One of the biggest arguments for this game being an ancestor to Demon's Souls is the intro cinematic, which features a knight getting the crap beat out of him by a variety of monsters. The game really seems to suggest a similar sense of mortality and exhausting on the part of the protagonist that was one of Demon's Souls main distinguishing features. People familiar with Demon's Souls's non-U.S. box art will remember the knight riddled with arrows, ambiguously either dead or battle fatigued to the point of collapse. One gets the sense that Shadow Tower was an early attempt to create a player experience shaped around similar ideas.

Shadow Tower Abyss is very similar to its predecessor, except that it has superior art direction, narrative design, and usability design. The real good news is that it has an option for dual-analog Western-style controls, which is something King's Field never had.
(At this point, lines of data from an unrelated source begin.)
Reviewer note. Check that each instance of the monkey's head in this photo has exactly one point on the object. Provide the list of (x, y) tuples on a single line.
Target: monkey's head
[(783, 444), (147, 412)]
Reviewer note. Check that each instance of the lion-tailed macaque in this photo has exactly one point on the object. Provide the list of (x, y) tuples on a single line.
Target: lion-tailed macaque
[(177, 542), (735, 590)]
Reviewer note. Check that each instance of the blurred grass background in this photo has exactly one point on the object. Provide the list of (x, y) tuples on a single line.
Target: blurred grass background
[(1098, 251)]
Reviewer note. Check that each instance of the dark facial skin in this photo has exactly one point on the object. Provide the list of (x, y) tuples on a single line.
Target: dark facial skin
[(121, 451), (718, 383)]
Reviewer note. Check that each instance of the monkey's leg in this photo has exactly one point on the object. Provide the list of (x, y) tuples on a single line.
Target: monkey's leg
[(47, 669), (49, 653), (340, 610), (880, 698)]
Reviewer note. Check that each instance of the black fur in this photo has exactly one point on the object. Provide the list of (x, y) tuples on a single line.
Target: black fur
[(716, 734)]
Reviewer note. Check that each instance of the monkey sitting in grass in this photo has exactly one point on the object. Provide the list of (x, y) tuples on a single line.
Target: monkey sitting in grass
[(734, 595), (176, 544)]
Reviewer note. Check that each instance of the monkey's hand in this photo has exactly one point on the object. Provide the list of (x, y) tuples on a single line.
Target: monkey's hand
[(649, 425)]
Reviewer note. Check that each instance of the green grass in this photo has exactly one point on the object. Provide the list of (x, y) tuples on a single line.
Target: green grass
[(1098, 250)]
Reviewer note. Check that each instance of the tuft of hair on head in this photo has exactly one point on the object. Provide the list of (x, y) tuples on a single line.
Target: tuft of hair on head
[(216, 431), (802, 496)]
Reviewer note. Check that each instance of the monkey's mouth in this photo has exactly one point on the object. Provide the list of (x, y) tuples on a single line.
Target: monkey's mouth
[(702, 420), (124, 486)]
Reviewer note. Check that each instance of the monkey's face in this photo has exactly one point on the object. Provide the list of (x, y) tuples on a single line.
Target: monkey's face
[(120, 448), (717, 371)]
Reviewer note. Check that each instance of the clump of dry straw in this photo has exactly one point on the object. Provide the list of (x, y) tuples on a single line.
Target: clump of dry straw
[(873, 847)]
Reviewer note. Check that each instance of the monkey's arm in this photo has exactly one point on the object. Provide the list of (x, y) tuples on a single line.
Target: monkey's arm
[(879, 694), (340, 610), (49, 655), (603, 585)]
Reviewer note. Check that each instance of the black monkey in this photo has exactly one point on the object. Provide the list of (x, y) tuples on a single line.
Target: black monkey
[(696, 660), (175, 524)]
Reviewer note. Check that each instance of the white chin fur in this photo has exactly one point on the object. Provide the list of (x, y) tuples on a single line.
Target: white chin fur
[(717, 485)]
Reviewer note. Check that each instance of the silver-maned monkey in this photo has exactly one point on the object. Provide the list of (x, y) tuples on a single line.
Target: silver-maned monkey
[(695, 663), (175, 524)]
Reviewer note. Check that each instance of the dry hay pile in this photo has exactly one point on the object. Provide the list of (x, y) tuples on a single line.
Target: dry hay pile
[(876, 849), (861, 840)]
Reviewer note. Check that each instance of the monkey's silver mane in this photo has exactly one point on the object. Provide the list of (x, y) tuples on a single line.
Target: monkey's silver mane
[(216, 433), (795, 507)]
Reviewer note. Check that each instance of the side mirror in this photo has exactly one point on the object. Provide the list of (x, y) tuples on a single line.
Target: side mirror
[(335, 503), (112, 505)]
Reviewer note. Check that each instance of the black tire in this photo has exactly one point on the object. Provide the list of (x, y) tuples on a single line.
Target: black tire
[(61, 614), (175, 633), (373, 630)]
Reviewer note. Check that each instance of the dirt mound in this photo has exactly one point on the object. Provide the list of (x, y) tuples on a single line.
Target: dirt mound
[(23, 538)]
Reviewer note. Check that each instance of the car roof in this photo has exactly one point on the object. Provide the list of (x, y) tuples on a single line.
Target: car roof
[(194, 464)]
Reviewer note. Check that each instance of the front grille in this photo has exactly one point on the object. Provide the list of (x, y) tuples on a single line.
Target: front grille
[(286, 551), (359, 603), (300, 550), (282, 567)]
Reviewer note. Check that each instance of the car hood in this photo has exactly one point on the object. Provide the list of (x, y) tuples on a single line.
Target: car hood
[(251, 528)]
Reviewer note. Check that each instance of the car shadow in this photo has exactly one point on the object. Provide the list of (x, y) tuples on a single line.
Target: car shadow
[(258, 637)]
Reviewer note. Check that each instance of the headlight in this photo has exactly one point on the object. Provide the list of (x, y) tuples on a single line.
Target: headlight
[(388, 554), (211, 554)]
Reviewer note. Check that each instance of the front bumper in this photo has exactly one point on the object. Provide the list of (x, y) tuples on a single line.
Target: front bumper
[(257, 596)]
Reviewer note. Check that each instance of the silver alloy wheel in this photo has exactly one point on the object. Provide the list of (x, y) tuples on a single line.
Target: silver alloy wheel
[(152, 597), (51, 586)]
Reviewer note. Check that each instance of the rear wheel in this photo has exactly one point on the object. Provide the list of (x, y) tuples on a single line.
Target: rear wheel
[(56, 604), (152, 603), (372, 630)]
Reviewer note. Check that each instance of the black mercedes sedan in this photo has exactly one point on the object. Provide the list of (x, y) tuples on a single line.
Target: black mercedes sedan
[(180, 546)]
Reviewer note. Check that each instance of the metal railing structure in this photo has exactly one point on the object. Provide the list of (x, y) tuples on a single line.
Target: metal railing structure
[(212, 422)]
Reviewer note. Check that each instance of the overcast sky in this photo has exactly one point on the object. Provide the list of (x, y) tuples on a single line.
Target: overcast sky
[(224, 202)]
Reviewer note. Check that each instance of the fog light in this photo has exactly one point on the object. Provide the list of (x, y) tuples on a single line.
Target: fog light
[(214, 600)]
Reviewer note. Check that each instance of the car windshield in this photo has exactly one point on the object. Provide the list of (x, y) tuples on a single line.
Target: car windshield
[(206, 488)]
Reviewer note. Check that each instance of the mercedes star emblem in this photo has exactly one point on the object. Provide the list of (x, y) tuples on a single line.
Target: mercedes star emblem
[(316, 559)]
In this mode the weapon buttons are the trigger buttons, and players can switch back and forth on the fly between weapons in the right or left hand. (I didn't get a shield in Shadow Tower Abyss, but I'd be surprised if there aren't any.) This makes it almost identical to Demon's Souls's control scheme, which makes the gameplay nice and fluid.

Shadow Tower Abyss has firearms, which is probably the biggest thing which makes it feel different from both Demon's Souls and the original Shadow Tower. It takes place in the present day, and you begin the game with a gun. It isn't designed at all like an FPS though. Guns are useful, but they run out of ammo, which is why you need to deck yourself out with the knives, swords, and other melee weapons you find. It feels like you are an FPS-protagonist who somehow wandered into a Demon's Souls-like game, which is interesting. Functionally speaking the game is not that different, since firearms basically take the place of bows, but it's still an intriguing twist.

The story and world in Shadow Tower Abyss really makes me wish my Japanese was better. The thought and detail put into its environmental narrative is much closer to Demon's Souls than the first Shadow Tower. It's use of sound, light, and color is also closer to Demon's Souls in terms of establishing a mood, and suggesting danger around the next corner. There are a fair amount of NPCs, all of whom you can kill for no reason if you wish. I wandered around for a while just trying to figure out what the fuck was going on, where I was, and just what all these creepy tunnels were built for. The game has a fairly Lovecraftian vibe, with you basically thrown into this scary cave which leads you deeper and deeper into a complex netherworld. In this sense Shadow Tower Abyss really reminded me of Hell Night, another (wonderful) game I played recently that also achieved a similar effect, what I'd called the 'Ultima Underworld Effect'. These are games that really make me feel like I'm a normal human being trapped in a cave or some other such subterranian world, which is where a lot of their elemental power comes from. The lack of load screens helps this feeling a lot, as does the non-linear space design. You really feel like an explorer, not some videogame badass who's just in it for the asskickery.

If I had to recommend one of these games, I'd obviously recommend Shadow Tower Abyss. It can probably be played and completed without understanding much Japanese, and the world and feeling it creates is thick and memorable. It's no Demon's Souls, but it's recognizably similar and effective in what it does. If you want to trace the design heritage of From Software's towering masterpiece, Shadow Tower Abyss is a great place to start, possibly a better place than King's Field.